Silahla bulunan müşteri

         ABD’nin 14,3 trilyon Dolar borcunun yüzde 30’u dışadır. Yüzde 70’i ise iç borç gibi görünse de, bu iç borçlanma dolar ihracatıyla çevrildiği için son tahlilde dışadır. ABD, dünyaya hazine bonoları dışında olağanüstü miktarlarda dolar da satmaktadır.

         Bu kâğıt parçalarının gelecekte değişim değeri olmayacağı bilindiği halde alıcılar bulmasının sırrı silahla dayatılmasındadır.

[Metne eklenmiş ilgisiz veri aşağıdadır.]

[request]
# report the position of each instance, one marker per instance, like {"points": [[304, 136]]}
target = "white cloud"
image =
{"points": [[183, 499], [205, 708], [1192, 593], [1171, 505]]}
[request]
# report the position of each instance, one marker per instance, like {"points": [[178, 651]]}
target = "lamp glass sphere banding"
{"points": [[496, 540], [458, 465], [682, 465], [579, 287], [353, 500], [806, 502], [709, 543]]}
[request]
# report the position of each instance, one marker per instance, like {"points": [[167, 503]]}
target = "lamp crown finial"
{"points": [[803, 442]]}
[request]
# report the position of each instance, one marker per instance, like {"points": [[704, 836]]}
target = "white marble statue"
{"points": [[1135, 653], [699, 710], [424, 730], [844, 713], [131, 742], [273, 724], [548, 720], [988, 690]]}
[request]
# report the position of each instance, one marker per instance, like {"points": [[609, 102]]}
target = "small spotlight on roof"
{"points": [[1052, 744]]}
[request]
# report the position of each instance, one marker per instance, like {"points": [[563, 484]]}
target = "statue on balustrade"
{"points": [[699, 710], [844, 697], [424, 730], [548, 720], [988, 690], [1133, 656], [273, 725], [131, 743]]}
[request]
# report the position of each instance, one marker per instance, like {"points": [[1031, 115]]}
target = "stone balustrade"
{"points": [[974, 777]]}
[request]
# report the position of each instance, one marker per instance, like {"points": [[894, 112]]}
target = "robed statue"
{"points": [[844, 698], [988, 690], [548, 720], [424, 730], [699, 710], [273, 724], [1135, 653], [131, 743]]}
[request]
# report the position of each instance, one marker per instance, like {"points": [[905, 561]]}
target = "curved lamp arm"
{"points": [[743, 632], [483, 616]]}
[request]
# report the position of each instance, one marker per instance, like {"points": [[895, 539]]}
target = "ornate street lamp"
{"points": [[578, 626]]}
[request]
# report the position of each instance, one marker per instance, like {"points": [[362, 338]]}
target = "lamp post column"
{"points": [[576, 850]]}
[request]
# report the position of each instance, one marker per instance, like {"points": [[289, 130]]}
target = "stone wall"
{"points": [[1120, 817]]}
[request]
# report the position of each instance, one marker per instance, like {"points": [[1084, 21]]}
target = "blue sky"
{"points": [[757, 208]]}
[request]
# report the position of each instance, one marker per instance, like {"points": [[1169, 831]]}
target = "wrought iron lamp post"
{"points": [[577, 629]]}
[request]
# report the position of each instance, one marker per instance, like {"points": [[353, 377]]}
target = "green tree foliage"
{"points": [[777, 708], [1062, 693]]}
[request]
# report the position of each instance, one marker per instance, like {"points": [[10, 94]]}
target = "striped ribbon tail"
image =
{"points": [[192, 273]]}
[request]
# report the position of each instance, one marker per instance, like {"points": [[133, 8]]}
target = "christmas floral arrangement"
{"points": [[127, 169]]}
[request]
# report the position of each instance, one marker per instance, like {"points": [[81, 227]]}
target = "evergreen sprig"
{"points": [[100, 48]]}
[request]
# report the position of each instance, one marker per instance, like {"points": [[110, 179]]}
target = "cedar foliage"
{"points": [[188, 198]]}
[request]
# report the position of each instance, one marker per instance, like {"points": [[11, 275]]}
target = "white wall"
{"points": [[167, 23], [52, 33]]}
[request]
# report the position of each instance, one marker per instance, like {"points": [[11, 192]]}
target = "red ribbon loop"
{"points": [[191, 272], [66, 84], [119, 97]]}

         Bu koşullarda ABD’nin bölgesel savaşları, barış vergisi bildirimi gibi bir işlev görüyor. Bu kâğıtları satın alanların bir ekonomik çıkarı olduğu görüşüne rastlanmıyor. Ama barışı sürdürmek gibi çok önemli bir ihtiyacı satın aldıkları ortadadır. Öte yandan büyük savaş, borçları silmek için bir çare olarak da akılların bir kenarındadır.

 

ABD’nin silah piyasası ve kâğıt piyasası

         Bölgesel savaşların ABD’nin kâğıt piyasası yanında silah piyasasını da genişlettiği görülüyor. Ekonomistlerin savaş ile silah piyasası arasındaki ilişkiyi vurgulamaya daha eğilimli oldukları bilinir. Çünkü savaşta ilk akla gelen silahtır.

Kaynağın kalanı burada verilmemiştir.